Labour: always corrupt and into cronyism and nepotism
Times of Malta reported yesterday that the historic Fort San Salvatore cannot be used as the location for a ‘the American University of Malta’ – it has been suggested as an alternative site to Zonqor Point – unless it is bought back from ex Prime Minister Dom Minister’s brother, Raymond, who owns it.
The news that Raymond Mintoff owns a historic fort comes as a surprise to many. Given the extent of Mintoff’s corruption and cronyism, and his contempt for historic places, why it should come as a surprise is anybody’s guess.
Prime Minister Mintoff gave the fort – which was public property – on leasehold to Prestressed Concrete Ltd, a company owned by his brother, to be used as a batching plant, in 1958, just a month before his government resigned. Back then, it was common knowledge that Prestressed Concrete Ltd in reality belonged to the prime minister himself, and was fronted by his brother. Dom Mintoff was one of the architects most heavily involved in post-war construction, which is how he made his first batch of money.
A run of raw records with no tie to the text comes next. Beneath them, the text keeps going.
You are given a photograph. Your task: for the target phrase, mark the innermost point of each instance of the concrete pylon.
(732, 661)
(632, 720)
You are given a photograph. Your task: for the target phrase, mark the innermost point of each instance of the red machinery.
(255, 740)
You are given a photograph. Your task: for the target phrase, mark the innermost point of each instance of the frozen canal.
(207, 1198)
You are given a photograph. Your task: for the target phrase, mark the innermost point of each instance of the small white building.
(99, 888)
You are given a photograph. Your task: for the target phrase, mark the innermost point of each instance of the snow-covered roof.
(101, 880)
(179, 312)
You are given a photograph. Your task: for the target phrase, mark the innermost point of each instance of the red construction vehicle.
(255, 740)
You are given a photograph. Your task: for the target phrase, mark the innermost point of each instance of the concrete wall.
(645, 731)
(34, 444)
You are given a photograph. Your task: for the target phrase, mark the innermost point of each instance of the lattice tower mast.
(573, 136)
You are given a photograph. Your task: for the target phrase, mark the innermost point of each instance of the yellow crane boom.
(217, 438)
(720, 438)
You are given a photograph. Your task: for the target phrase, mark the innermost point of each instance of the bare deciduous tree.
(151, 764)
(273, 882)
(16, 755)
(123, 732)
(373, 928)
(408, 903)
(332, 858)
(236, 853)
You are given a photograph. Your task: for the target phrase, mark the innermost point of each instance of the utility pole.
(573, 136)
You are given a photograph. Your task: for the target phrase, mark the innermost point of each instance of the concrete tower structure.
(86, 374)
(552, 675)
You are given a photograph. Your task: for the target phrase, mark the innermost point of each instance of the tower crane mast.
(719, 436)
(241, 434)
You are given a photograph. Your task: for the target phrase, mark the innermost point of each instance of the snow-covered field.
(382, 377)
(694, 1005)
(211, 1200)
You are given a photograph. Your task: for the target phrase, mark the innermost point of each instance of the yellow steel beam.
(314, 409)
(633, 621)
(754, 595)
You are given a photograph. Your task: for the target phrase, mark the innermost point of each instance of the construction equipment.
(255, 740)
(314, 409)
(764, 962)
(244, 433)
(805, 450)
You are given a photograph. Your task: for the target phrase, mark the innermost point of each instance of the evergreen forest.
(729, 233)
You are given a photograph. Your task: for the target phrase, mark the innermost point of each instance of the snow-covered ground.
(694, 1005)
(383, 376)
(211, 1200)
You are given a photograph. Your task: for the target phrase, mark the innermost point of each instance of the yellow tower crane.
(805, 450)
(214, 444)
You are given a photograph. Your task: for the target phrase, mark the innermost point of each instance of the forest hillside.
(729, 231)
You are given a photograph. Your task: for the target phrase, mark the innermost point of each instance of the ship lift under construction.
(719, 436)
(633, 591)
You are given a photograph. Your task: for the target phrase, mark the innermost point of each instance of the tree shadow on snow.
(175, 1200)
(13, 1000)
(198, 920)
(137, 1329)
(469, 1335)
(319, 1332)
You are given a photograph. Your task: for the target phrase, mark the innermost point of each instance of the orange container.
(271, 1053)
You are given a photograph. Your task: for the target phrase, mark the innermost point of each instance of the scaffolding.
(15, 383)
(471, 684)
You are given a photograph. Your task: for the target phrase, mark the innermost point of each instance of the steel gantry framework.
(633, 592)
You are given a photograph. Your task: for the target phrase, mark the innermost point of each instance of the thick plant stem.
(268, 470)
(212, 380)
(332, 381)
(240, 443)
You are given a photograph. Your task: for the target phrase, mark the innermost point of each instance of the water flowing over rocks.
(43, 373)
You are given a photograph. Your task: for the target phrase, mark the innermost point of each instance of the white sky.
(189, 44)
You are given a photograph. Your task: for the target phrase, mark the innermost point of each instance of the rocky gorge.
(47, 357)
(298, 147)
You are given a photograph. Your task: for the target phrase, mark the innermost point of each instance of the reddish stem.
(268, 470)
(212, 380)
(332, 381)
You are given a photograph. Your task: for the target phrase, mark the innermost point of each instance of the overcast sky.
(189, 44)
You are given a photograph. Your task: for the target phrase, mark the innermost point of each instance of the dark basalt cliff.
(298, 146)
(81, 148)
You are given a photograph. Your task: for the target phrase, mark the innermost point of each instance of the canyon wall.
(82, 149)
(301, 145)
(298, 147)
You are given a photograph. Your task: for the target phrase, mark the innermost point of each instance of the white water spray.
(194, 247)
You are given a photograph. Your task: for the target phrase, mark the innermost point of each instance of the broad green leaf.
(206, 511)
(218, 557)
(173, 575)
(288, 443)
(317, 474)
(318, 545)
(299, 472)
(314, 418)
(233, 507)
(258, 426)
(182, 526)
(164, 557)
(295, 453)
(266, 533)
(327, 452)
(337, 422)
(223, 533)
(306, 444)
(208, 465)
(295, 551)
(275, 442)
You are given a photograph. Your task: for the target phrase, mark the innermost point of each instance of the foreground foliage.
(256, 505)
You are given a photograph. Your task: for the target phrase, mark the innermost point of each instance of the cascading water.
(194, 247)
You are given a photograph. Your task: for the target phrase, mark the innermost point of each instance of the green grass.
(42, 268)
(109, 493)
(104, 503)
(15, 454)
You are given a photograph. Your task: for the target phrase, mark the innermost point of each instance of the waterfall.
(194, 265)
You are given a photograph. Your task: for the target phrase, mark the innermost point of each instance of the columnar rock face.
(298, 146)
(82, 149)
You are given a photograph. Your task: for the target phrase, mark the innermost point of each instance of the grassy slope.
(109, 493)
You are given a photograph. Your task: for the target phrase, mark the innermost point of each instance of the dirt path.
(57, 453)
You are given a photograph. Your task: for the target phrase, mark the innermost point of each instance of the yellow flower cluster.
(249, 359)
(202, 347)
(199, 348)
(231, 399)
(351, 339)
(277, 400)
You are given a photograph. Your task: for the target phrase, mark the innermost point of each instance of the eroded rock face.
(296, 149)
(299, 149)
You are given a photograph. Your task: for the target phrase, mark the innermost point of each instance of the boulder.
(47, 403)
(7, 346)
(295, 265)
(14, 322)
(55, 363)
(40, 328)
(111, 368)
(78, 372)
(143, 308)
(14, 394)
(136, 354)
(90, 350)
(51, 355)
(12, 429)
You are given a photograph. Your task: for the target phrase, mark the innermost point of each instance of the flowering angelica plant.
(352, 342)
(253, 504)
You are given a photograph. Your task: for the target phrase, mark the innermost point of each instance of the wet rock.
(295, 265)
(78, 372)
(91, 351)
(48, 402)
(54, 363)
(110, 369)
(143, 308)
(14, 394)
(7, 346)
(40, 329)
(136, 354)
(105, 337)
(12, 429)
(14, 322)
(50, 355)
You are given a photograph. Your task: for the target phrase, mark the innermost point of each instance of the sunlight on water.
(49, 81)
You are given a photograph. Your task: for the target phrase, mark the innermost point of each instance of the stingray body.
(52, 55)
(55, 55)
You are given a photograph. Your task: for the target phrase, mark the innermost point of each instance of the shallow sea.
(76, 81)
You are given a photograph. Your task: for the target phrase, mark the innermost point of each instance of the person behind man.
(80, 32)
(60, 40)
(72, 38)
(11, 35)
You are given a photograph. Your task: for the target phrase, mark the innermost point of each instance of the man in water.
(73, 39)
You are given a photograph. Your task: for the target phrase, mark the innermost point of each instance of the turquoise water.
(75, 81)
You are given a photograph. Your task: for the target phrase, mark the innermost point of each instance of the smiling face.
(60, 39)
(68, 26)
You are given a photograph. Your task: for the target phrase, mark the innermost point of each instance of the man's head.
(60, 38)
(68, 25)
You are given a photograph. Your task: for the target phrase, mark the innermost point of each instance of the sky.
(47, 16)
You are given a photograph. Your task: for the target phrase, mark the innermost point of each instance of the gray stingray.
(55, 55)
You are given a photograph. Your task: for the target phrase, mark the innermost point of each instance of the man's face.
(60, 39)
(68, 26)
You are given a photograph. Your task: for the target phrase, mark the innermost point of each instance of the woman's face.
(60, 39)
The 1958 deed which turned the fort over to the company was produced in parliament yesterday. The terms were a mere ground rent of £100, payable to the Treasury in advance every six months.
In 1982, when Mintoff was prime minister yet again, his brother Raymond bought the freehold of the fort from the government for just Lm2,000 (€4,650) and so acquired full title to it.
Now here’s a note which you will not find in Times of Malta’s report. The year Prime Minister Mintoff gave Fort San Salvatore to his brother Raymond, he also demanded the return of the keys to the Red Tower in Mellieha from my grandfather and the immediate evacuation of the place on the grounds that historic forts should not be in private use and the tower was required for “a public purpose”. My grandfather and one of his brothers had held it on leasehold for many years and used it as a summer house, and my father and his sister spent every summer there while growing up.
They duly complied, moved out and returned the keys to the government. The Red Tower in Mellieha, which they had carefully maintained over the years, was never used again and fell into serious despair, its original drawbridge disappearing and every accessible part of it vandalised, until Din L-Art Helwa restored it almost half a century later.